For a gRPC Bulk API request, provide the same document in Base64 encoding:

"doc": "eyJ0aXRsZSI6ICJJbmNlcHRpb24iLCAieWVhciI6IDIwMTB9"

BulkRequest fields

The BulkRequest message is the top-level container for a gRPC bulk operation. It accepts the following fields.

Field Protobuf type Description
request_body repeated BulkRequestBody The list of bulk operations (index/create/update/delete). Required.
index string The default index for all operations unless overridden in request_body. Specifying the index in the BulkRequest means that you don’t need to include it in the BulkRequestBody. Optional.
source SourceConfigParam Controls whether to return the full _source, no _source, or only specific fields from _source in the response. Optional.
source_excludes repeated string Fields to exclude from source. Optional.
source_includes repeated string Fields to include from source. Optional.
pipeline string The preprocessing ingest pipeline ID. Optional.
refresh Refresh Whether to refresh shards after indexing. Optional.
require_alias bool If true, actions must target an alias. Optional.
routing string The routing value for shard assignment. Optional.
timeout string The timeout duration (for example, 1m). Optional.
type (Deprecated) string The document type (always _doc). Optional.
wait_for_active_shards WaitForActiveShards The minimum number of active shards to wait for. Optional.

BulkRequestBody fields

The BulkRequestBody message represents a single document-level operation within a BulkRequest. It accepts the following fields. All fields are optional, but exactly one of index, create, update, or delete must be set in the BulkRequestBody.

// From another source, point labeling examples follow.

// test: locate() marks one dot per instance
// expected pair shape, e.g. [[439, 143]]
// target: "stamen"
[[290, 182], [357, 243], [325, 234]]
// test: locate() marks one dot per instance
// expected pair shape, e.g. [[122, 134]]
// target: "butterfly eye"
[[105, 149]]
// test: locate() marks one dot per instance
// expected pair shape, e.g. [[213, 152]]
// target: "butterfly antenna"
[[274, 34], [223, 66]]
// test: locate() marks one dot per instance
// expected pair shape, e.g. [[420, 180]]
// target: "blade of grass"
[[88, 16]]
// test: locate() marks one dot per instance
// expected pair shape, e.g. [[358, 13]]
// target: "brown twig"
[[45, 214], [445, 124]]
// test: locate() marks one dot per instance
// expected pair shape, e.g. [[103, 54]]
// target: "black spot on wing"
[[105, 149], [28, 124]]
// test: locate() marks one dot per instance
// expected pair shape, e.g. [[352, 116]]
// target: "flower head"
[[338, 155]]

Field Protobuf type Description
index IndexOperation Index a document. Replaces the document if it already exists. Optional.
create CreateOperation Create a new document. Fails if the document already exists. Optional.
update UpdateOperation Partially update a document or use upsert/script options. Optional.
delete DeleteOperation Delete a document by ID. Optional.
detect_noop bool If true, skips the update if the document content hasn’t changed. Optional. Default is true.
doc bytes Partial or full document data for update or index operations. Optional.
doc_as_upsert bool If true, treats the document as the full upsert document if the target document doesn’t exist. Only valid for the update operation. Optional.
script Script A script to apply to the document (used with update). Optional.
scripted_upsert bool If true, executes the script whether or not the document exists. Optional.
source SourceConfig Controls how the document source is fetched or filtered. Optional.
upsert bytes The full document to use if the target does not exist. Used with script. Optional.
object bytes The full document content used with create. Optional.

Create

CreateOperation adds a new document only if it doesn’t already exist.

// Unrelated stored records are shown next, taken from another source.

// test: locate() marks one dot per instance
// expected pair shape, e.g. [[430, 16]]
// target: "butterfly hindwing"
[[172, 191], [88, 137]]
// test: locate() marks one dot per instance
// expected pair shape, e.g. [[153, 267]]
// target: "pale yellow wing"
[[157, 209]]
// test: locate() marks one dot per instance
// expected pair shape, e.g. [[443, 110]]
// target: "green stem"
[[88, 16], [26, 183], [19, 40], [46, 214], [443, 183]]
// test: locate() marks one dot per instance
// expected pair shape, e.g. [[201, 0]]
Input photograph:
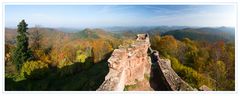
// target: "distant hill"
[[143, 29], [93, 34], [206, 33]]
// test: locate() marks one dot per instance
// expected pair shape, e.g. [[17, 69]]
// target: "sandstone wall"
[[174, 82], [127, 65]]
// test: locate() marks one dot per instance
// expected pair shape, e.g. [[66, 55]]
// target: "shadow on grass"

The document itself must be provided in the object field, outside of the CreateOperation message.

The following optional fields can also be provided.

Field Protobuf type Description
id string The document ID. If omitted, one is auto-generated. Optional.
index string The target index. Required if not set globally in the BulkRequest. Optional.
routing string A custom routing value used to control shard placement. Optional.
if_primary_term int64 Used for concurrency control. The operation only runs if the document’s primary term matches this value. Optional.
if_seq_no int64 Used for concurrency control. The operation only runs if the document’s primary term matches this value. Optional.
version int64 The explicit document version for concurrency control. Optional.
version_type VersionType Controls version matching behavior. Optional.
pipeline string The preprocessing ingest pipeline ID. Optional.
require_alias bool Enforces the use of index aliases only. Optional.

Example request

The following example shows a bulk request with a create operation. It creates a document with the ID tt1375666 in the movies index. The document content, provided in Base64 encoding, represents {"title": "Inception", "year": 2010}:

{
  "index": "movies",
  "request_body": [
    {
      "create": {
        "index": "movies",
        "id": "tt1375666"
      },
      "object": "eyJ0aXRsZSI6ICJJbmNlcHRpb24iLCAieWVhciI6IDIwMTB9"
    }
  ]
}

Delete

The DeleteOperation removes a document by ID. It accepts the following fields.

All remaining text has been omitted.